The investments are off-balance sheet, their underlying assets have plunged in value and their risks are difficult to quantify. Sound familiar? Many structured investment vehicles would fit that bill. But so would the hundreds – perhaps thousands – of opaque joint ventures formed in the past 15 years by US housebuilders.

After the last housing slump ended in the early 1990s, builders began to use joint ventures to manage land inventories. That, and the widespread use of options on land instead of outright purchases, helped boost their credit ratings. But the proliferation of complicated JVs by some builders, including KB Home, Centex and particularly Lennar, is depressing their share prices and scaring off buyers of distressed land holdings. The top 15 public builders have taken $16.5bn in writedowns since the start of 2006. Of that, $1bn stemmed from JVs, according to Standard & Poor’s.

Housebuilders reveal scant information about their JVs. More worrisome is that the legal and financial structure of each is different, as is the level of recourse lenders have to the venture’s assets.

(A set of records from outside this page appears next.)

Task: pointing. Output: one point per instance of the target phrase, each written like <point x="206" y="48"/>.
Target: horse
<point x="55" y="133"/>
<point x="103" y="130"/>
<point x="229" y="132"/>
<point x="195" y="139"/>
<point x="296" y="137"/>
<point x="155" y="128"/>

Investors are not the only ones who find it hard to gauge builders’ JV liabilities. Technical Olympic USA’s own miscalculations have brought it to the edge of bankruptcy. Tousa’s overpriced venture with Transeastern turned insolvent as the Florida housing market went into free fall. Tousa felt its liability was limited. But after lenders threatened to force it into bankruptcy to trigger full recourse, Tousa took on an oppressive $500m of debt to settle the claims.

Builders can provide more clarity on these ventures without giving away competitive advantages – and they should. Tousa’s joint venture was huge, over-leveraged, ambiguous and in a bubble market. That is a lesson in what not to do. But it was not the only builder to wade into the JV morass. Lightning often strikes more than once.